Missed the rush on an IPO? Wait for a pullback before buying
With more than 2,000 stocks listed on the London Stock Exchange and thousands more on markets overseas, one might have thought there is no need to fuss about more companies deciding to float on a stock exchange and offer their shares for the public to buy.
What actually occurs is a fascination with new names coming to market as investors are eager to see if any of these companies have a compelling story, such as providing products or services in strong demand.
Some investors rush to get involved, believing the best gains are made early on. Others like to sit back and wait for this initial flurry to play out.
As we mention in this week’s in-depth look at IPOs – offering shares to the public for the first time – you often see short-term traders get in and out in a matter of days or weeks, only to be replaced by more serious longer-term investors.
If a stock has already shot up as the market opens on the first day of dealings, it can often pay to wait for the fuss to die down before thinking about taking a position. For example, Dr Martens (DOCS) listed at 370p on 29 January and just over a week later it had jumped to 513p. It then didn’t take long before the shares began falling – at the time of writing they were trading 12% below their peak at 449p.
An IPO is often the first chance for directors to realise value in shares they may have bought when the business was privately owned or earned as part of their remuneration package.
In many cases, these shares weren’t tradeable until the company joined the stock market and so it doesn’t seem too bad that directors sell a few at IPO or later.

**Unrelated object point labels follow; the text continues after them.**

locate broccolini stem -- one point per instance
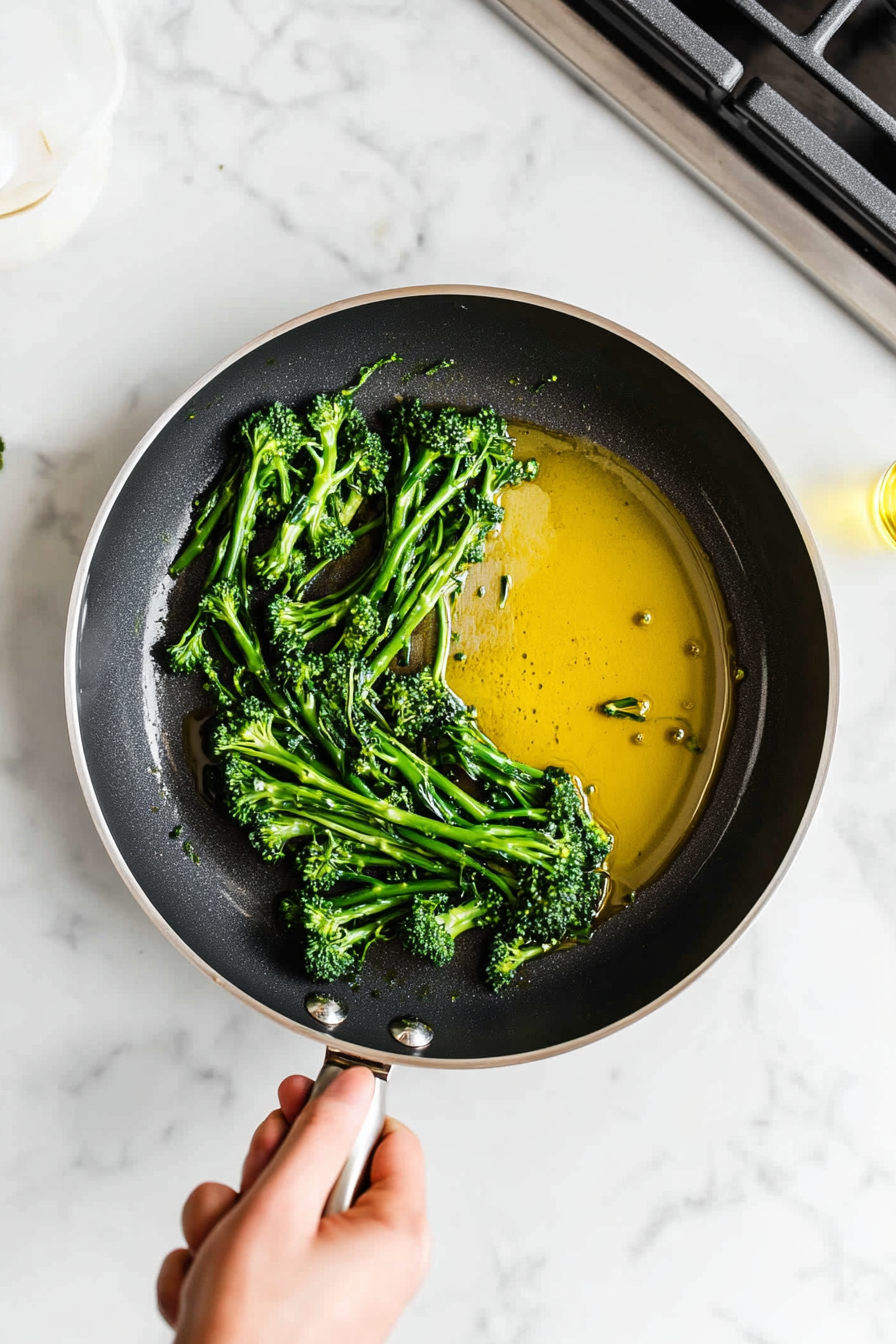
(206, 523)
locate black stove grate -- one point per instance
(805, 90)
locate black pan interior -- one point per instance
(607, 390)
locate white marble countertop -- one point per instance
(727, 1169)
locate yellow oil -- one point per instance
(856, 511)
(591, 549)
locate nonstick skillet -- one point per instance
(126, 715)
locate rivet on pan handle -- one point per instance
(355, 1169)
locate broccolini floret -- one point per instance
(399, 815)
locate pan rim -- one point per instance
(77, 605)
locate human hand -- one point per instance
(266, 1266)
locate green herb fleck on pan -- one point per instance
(626, 707)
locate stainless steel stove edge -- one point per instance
(597, 63)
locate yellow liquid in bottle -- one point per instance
(593, 549)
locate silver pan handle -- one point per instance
(357, 1161)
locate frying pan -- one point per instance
(126, 715)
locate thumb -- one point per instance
(310, 1157)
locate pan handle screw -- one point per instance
(328, 1011)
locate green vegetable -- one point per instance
(335, 758)
(628, 707)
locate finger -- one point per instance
(204, 1208)
(312, 1156)
(265, 1141)
(396, 1192)
(292, 1094)
(169, 1282)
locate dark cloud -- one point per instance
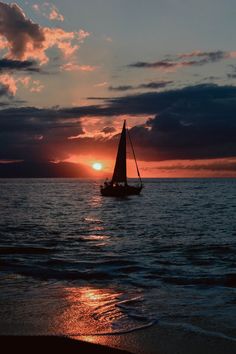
(108, 130)
(163, 64)
(184, 60)
(19, 31)
(155, 85)
(4, 91)
(18, 65)
(232, 74)
(196, 122)
(121, 88)
(214, 166)
(150, 85)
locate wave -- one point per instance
(25, 250)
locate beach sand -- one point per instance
(167, 340)
(31, 344)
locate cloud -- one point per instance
(121, 88)
(108, 130)
(195, 58)
(76, 67)
(10, 83)
(18, 65)
(26, 40)
(150, 85)
(48, 10)
(196, 122)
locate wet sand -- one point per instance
(168, 340)
(31, 344)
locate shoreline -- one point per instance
(27, 345)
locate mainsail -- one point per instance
(119, 174)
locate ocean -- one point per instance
(76, 263)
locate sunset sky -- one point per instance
(72, 71)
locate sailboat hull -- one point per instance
(120, 191)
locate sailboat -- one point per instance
(118, 186)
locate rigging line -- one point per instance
(134, 155)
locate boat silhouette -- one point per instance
(118, 186)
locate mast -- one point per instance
(120, 171)
(134, 157)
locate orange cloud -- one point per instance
(77, 67)
(48, 10)
(11, 83)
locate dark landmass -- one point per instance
(44, 170)
(45, 344)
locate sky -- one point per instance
(72, 71)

Check to see how much stock they’ve got left after selling – it’s not a good sign if it’s less than half of what they previously owned. Ideally, we want to see directors remain investors as their interests will be aligned with other shareholders.
A company must make stock available to be able to start trading on the market. That either comes from existing shareholders or backers selling some of their holding or the company issuing new shares to raise money at the IPO.

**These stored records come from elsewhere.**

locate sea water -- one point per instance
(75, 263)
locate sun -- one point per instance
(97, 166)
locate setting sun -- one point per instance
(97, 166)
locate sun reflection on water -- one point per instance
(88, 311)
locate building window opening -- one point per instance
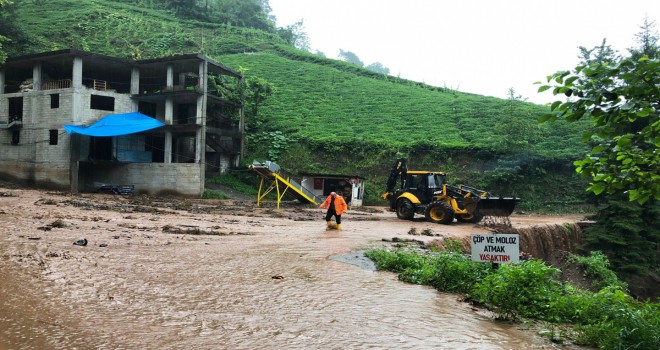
(54, 101)
(156, 145)
(52, 137)
(103, 103)
(15, 137)
(100, 148)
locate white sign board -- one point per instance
(495, 247)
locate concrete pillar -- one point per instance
(169, 114)
(74, 153)
(241, 129)
(76, 83)
(135, 81)
(200, 150)
(168, 147)
(36, 77)
(77, 73)
(135, 86)
(170, 77)
(2, 81)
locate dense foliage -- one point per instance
(608, 318)
(316, 114)
(621, 97)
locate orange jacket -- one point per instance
(340, 204)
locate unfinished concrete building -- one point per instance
(202, 133)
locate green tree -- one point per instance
(622, 99)
(6, 24)
(378, 68)
(599, 54)
(350, 57)
(257, 90)
(517, 128)
(647, 39)
(295, 35)
(628, 234)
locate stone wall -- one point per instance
(182, 179)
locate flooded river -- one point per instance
(268, 283)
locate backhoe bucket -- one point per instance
(496, 206)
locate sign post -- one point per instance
(496, 248)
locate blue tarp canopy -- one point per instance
(116, 125)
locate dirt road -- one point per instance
(171, 273)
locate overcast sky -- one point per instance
(478, 46)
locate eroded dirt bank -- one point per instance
(164, 273)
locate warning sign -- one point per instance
(498, 248)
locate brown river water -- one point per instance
(256, 279)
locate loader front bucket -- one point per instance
(496, 206)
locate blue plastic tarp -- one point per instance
(116, 125)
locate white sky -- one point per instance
(478, 46)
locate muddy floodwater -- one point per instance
(182, 274)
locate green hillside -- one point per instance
(331, 116)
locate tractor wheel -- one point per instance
(439, 213)
(471, 218)
(405, 209)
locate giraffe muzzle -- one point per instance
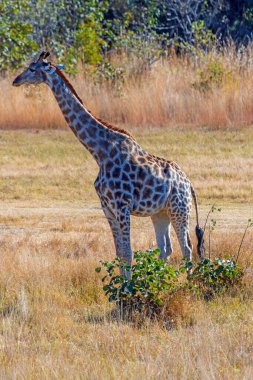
(16, 82)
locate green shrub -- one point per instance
(151, 278)
(210, 277)
(153, 281)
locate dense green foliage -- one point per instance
(153, 280)
(89, 31)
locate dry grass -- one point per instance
(53, 166)
(56, 323)
(55, 320)
(173, 93)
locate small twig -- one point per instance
(249, 224)
(209, 242)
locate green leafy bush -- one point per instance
(151, 278)
(153, 281)
(210, 277)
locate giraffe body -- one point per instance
(130, 180)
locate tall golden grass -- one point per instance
(214, 90)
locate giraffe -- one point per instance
(130, 180)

Backers pre-IPO may include private equity firms and they typically see a stock market listing as an exit route, either selling all their stock at the flotation or within a year or two afterwards.
Dr Martens’ management, directors, employees and some former executives are not allowed to sell their shares for at least a year after its IPO, while other stakeholders including private equity group Permira will be locked in for 180 days.
Some investors worry about a share overhang, when you know there is likely to be a large swathe of pre-IPO investors getting out as soon as restrictions are lifted.
If the business is doing well, these shares will easily be mopped up by others. Big blocks of shares tend to be sold to one or more institutional investors via a share placing so you won’t have a slow and painful trickle of stock being dumped on the market.